Bugün Kürdler, dünya uluslar ailesinin eşit bir ferdi olmanın çabası içinde olmalıdır. Halbuki Kürdler bugün dünya uluslar ailesinin eşit bir ferdi olması bir tarafa bu ailenin bir üyesi bile değildir. Bu bakımdan Güney Kürdistan’daki devletleşme süreci desteklenmelidir. Bu çerçevede, Güney Kürdistan’da yapılması gereken çok iş olduğu da biliniyor. Ordunun, kurumların tekleştirilmesi, çok önemlidir. Siyasal partilere bağlı ordularla, partilere bağlı kurumlarla devletleşme olmaz. Para-banka işlerinin düzene sokulması, verginin geliştirilmesi, tarıma, hayvancılığa, turizme önem verilmesi yine önemlidir.

Kürdler arasında barışın kurulması ve geliştirilmesi çok önemlidir. Barış, kardeşlik, önce Kürdler arasında kurulmalıdır. Türk soluyla ittifak kurmanın, Suriye ille, Irakla, İranla ittifak aramanın Kürdler için hiçbir yararı yoktur. Kürdler arasında ittifak başta devleti rahatsız eder. Bu, devletin engelleyeceği bir süreçtir. Ama, Kürlder için yaşamsal olan budur.

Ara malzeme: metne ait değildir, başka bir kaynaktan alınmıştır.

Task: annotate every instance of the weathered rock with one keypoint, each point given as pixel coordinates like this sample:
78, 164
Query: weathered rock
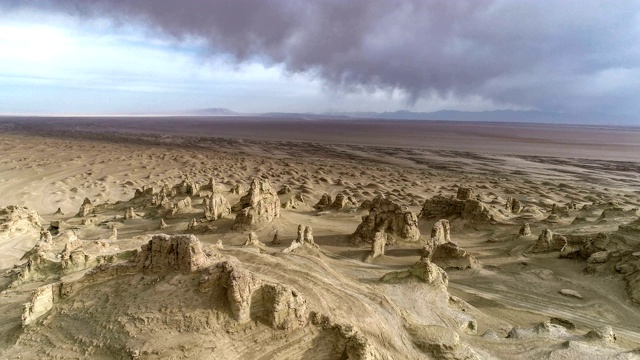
285, 308
377, 246
40, 303
181, 206
259, 207
303, 240
171, 252
513, 205
464, 193
451, 256
240, 284
602, 334
525, 230
324, 202
469, 209
253, 240
86, 209
130, 214
548, 241
296, 201
237, 189
440, 233
286, 189
598, 257
571, 293
343, 201
386, 216
217, 207
423, 270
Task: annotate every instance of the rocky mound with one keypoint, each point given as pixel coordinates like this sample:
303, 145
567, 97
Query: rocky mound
390, 218
464, 206
258, 207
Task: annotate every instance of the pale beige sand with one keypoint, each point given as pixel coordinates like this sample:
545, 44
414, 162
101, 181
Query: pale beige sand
513, 289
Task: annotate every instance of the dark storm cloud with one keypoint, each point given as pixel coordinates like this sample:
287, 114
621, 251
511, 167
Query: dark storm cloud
550, 55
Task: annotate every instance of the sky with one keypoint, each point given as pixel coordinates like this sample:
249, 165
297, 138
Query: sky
156, 56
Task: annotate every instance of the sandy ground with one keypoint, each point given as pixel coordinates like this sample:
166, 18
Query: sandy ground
49, 165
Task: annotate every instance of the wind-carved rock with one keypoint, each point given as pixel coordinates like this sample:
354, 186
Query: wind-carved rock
388, 217
465, 206
130, 214
424, 270
377, 246
440, 233
171, 252
342, 201
513, 205
253, 240
181, 206
259, 207
548, 241
237, 189
525, 230
324, 202
86, 209
217, 207
304, 239
40, 303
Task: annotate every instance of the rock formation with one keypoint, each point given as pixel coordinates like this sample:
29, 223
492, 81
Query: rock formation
525, 230
451, 256
463, 206
257, 208
440, 234
324, 202
513, 205
171, 252
424, 270
217, 207
388, 217
377, 246
253, 240
40, 303
86, 209
548, 241
130, 214
303, 240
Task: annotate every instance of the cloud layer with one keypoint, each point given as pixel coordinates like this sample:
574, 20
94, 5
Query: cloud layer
574, 56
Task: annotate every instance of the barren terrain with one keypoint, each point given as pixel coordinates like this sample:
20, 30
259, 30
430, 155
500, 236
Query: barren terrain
374, 273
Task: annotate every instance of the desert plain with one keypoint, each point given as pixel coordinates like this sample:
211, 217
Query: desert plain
269, 238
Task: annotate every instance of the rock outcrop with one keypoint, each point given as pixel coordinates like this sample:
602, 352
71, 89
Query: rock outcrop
388, 217
17, 219
377, 246
253, 240
257, 208
440, 234
86, 209
548, 241
513, 205
216, 207
424, 270
303, 240
451, 256
40, 303
463, 206
171, 252
324, 202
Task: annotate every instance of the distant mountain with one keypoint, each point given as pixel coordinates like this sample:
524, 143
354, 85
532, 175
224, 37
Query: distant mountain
213, 112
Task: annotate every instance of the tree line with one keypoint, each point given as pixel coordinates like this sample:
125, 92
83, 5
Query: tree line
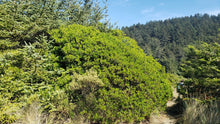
166, 40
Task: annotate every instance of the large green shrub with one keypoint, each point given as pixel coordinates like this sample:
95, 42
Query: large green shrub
134, 84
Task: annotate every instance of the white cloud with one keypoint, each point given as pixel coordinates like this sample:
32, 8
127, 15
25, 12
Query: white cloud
161, 4
149, 10
213, 12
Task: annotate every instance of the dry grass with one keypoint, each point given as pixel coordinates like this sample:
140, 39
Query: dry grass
200, 113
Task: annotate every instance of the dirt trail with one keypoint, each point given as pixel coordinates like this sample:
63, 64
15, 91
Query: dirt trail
165, 118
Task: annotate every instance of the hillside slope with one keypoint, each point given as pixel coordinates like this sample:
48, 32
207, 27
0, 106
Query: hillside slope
166, 40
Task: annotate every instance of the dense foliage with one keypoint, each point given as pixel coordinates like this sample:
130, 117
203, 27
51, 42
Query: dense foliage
73, 71
166, 40
24, 20
202, 69
134, 84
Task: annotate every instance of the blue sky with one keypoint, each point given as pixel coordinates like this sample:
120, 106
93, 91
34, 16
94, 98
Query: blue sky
129, 12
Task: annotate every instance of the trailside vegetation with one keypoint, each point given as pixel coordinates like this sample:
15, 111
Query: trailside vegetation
202, 70
133, 84
51, 62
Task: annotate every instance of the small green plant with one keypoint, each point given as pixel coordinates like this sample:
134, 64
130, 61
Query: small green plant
197, 112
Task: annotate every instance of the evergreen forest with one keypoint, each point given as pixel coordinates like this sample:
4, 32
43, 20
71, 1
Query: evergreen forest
166, 40
63, 62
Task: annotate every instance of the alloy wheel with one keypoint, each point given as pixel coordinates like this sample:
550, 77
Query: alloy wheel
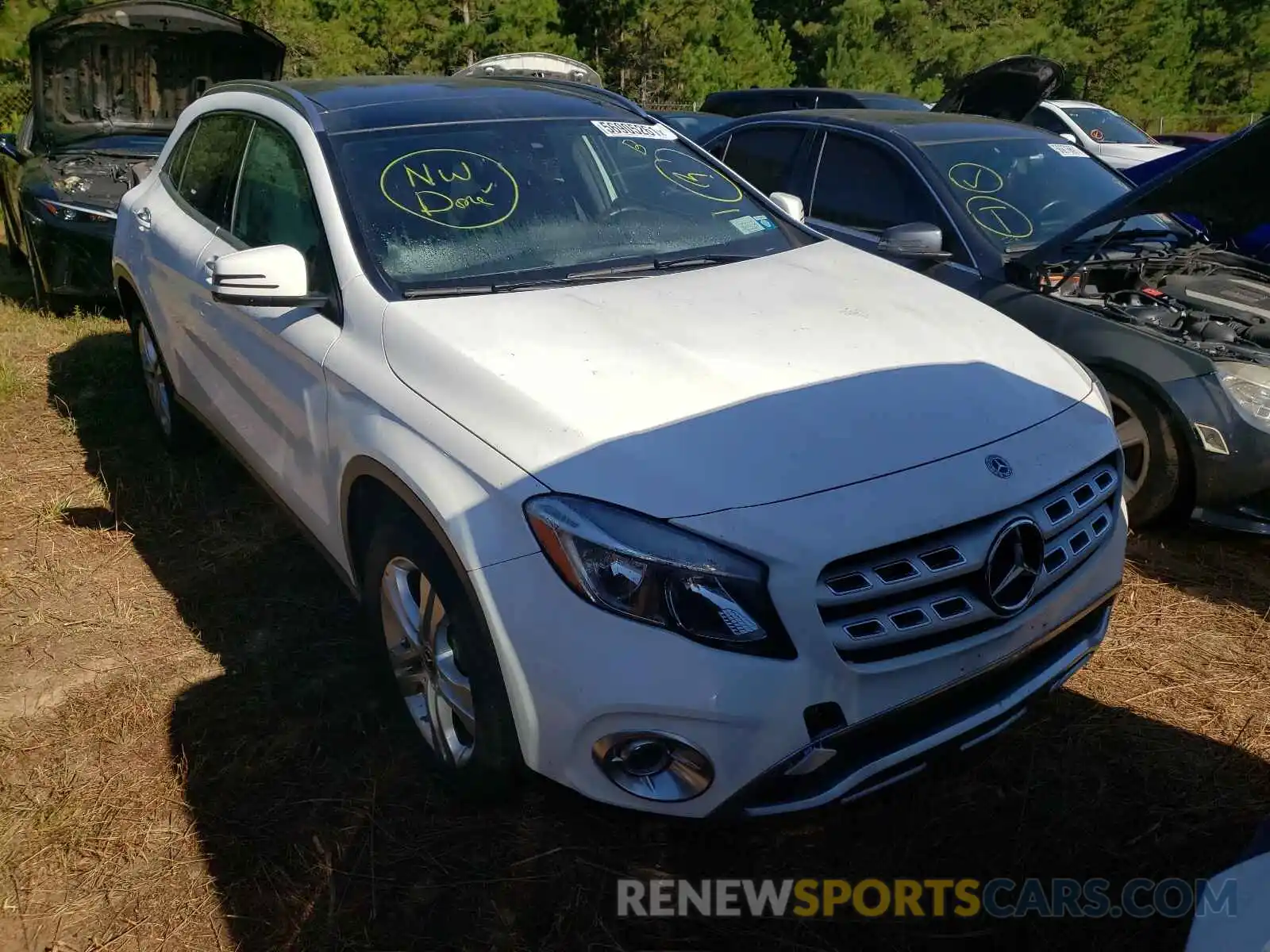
156, 385
421, 639
1134, 443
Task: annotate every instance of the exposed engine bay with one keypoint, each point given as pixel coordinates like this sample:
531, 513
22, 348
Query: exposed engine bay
98, 179
1210, 300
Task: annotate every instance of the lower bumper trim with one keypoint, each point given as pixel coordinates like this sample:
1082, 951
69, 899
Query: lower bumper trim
879, 738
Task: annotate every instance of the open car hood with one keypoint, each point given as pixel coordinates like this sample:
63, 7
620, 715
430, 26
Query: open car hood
1222, 184
133, 67
1007, 89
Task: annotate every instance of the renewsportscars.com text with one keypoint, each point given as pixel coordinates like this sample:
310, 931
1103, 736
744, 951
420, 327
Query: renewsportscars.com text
933, 898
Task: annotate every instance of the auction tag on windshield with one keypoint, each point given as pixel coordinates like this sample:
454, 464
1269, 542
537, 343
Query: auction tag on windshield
633, 130
746, 225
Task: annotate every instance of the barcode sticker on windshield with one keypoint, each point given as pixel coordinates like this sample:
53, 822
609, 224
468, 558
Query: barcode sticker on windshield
633, 130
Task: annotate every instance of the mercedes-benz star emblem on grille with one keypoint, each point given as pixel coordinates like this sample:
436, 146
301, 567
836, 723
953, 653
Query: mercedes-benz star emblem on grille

Örneğin, Türk soluyla ittifak Türk devletini güçlendirmekten başka bir sonuç vermez.

Kürd dilini, Kürd kültürünü geliştirmek, yaşamak vazgeçilmez olmalıdır. Aileler çocuklara Kürd dilini aktarmalıdır. Kendi kendini yönetim, kendi geleceğini belirleme hakkına sahip olma önemlidir. Kürd diliyle eğitim ihmal edilmemesi gereken bir süreçtir. “İlkel milliyetçilik” gibi kavramları terk etmek gerekir. “İlkel milliyetçilik” Kürdi, Kürdistani bir kavram değildir. Bu devletini resmi ideolojini, Kürdleri tanımlarken kullandığı bir kavramdır. Yüz yıla yakın bir zamandır, devleti Kürdllerin her kurumunu ilkel görmüştür. Kürd dilini, Kürd kültürünü, Kürdlerin yaşam biçimini, giyimini-kuşamını, yemesini-içmesini, her şeyini ilkel görmüştür. Böyle anlatmıştır. Kürdlerin de Kürdlere karşı devletin bu kavramları kullanması yanlıştır. Devletin, Kürdler için bu kavramları sık sık kullanması asimilasyon için de çok elverişli bir ortam-yaratmaktadır. Bu çerçevede, devlet, Kürdlerin şu şekilde düşünmesinin tavır-davranış sergilemesini istemektedir. “Bu ilkel şeylerden arınayım, Kürtlükten uzak kalayım, Türk olayım, Türkleşeyim, adam olayım…”

___________

Kaynak: http://alayekiti.com/?p=1674

Na xebere 3309 rey wanîyaya
No nuşte hema şîrove nêbîyo.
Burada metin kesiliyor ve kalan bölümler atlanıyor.